By the time he spoke in Torquay on Saturday, most journalists had left after hardline anti-Islam candidate Anne Marie Waters failed to win the leadership, pushed into second place by ex-soldier Bolton.
Before his speech, he told The Sun and the Press Association: “There is a concern amongst the population writ large that there is an undermining through general immigration and the weight of numbers that we’ve got - and Islam as well - that our culture is being buried by this.”
As he addressed delegates, Bolton said many of the journalists who interviewed him since his shock win asked whether Brexit would be the end of Ukip.
“Leaving the European Union is but the first step to taking control of our own destiny,” he said, in which Ukip would push for “a secure, prosperous and optimistic and confident nation.
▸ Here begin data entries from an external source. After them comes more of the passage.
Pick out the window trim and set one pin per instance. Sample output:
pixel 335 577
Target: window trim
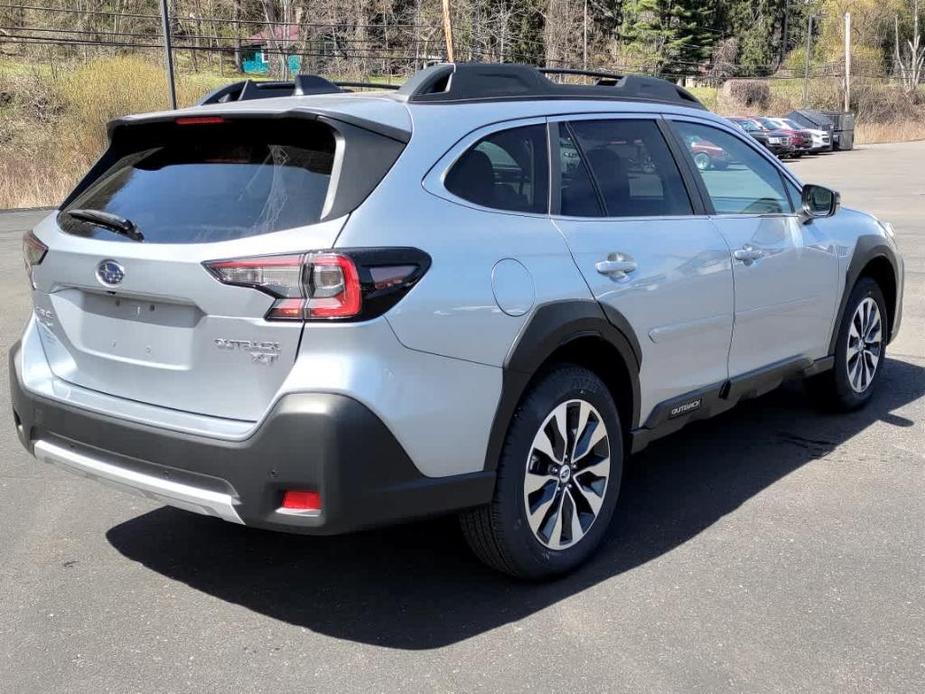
pixel 434 181
pixel 747 141
pixel 693 193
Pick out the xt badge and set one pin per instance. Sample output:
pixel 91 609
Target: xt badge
pixel 264 353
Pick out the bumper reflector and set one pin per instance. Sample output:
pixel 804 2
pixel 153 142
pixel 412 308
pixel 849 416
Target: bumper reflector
pixel 301 501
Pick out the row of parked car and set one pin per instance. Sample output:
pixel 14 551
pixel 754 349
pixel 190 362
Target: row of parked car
pixel 801 132
pixel 785 137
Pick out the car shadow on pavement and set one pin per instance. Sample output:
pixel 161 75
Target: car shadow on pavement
pixel 417 586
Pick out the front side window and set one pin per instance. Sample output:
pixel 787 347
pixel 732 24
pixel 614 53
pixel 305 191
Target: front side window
pixel 507 170
pixel 737 178
pixel 632 171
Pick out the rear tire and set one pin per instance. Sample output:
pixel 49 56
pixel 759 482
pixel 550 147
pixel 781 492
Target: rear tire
pixel 860 349
pixel 558 479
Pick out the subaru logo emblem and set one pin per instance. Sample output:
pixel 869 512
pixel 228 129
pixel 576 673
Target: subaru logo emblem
pixel 110 273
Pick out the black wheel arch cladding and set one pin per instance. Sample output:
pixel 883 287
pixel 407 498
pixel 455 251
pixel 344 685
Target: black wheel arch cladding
pixel 868 249
pixel 551 328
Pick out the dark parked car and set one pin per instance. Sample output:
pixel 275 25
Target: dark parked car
pixel 777 142
pixel 801 140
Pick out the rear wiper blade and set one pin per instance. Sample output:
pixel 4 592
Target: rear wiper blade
pixel 113 222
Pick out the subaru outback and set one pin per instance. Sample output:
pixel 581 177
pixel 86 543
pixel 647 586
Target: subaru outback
pixel 305 309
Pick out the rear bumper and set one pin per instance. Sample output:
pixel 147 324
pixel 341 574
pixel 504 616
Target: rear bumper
pixel 319 441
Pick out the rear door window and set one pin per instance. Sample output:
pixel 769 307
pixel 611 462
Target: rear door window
pixel 633 170
pixel 214 183
pixel 507 170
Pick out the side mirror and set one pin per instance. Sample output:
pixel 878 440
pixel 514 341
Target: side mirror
pixel 819 201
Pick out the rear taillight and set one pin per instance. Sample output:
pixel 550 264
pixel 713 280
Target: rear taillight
pixel 33 252
pixel 327 285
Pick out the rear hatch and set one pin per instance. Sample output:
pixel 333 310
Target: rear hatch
pixel 127 307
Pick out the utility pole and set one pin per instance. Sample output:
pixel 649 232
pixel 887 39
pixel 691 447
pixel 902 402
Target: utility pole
pixel 806 60
pixel 784 32
pixel 847 61
pixel 584 51
pixel 168 55
pixel 448 31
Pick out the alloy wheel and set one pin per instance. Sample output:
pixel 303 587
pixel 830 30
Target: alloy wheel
pixel 566 475
pixel 865 345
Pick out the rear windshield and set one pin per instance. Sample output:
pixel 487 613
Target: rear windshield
pixel 210 183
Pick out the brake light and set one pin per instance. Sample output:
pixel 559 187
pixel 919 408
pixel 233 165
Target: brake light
pixel 327 285
pixel 200 120
pixel 33 252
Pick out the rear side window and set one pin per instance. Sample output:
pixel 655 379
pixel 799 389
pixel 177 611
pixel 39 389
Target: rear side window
pixel 214 183
pixel 632 168
pixel 507 170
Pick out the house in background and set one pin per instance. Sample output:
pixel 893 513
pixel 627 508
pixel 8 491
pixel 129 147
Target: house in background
pixel 258 52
A nation that is considered by its friends and allies, and Commonwealth abroad”.
When he described a Britain that was “proud to be British”, he produced and waved a small flag to cheers.
To frequent smatterings of applause, Bolton lamented that people “have little or no voice” in how their communities are changing.
He said: “Doctors’ surgeries are being closed, police numbers are being cut, and crime is increasing, multiculturalism is swamping or displacing our own British culture.”
“This does not create the optimistic, confident nation that we all wish to be.”
In an apparent defence of Britain’s colonial past, Bolton said: “We will ensure that our schools teach history, and that if people don’t have pride in what their forefathers achieved, they themselves will achieve nothing worthy on the part of their successors.”
The speech involved audience participation. He asked if people thought the Tories would lead Britain out of the EU, to a near universal response of “No!”
He mocked Theresa May’s Florence speech about Brexit, saying her offer of a transitional deal showed “the UK does not want to leave the EU in anything but name”.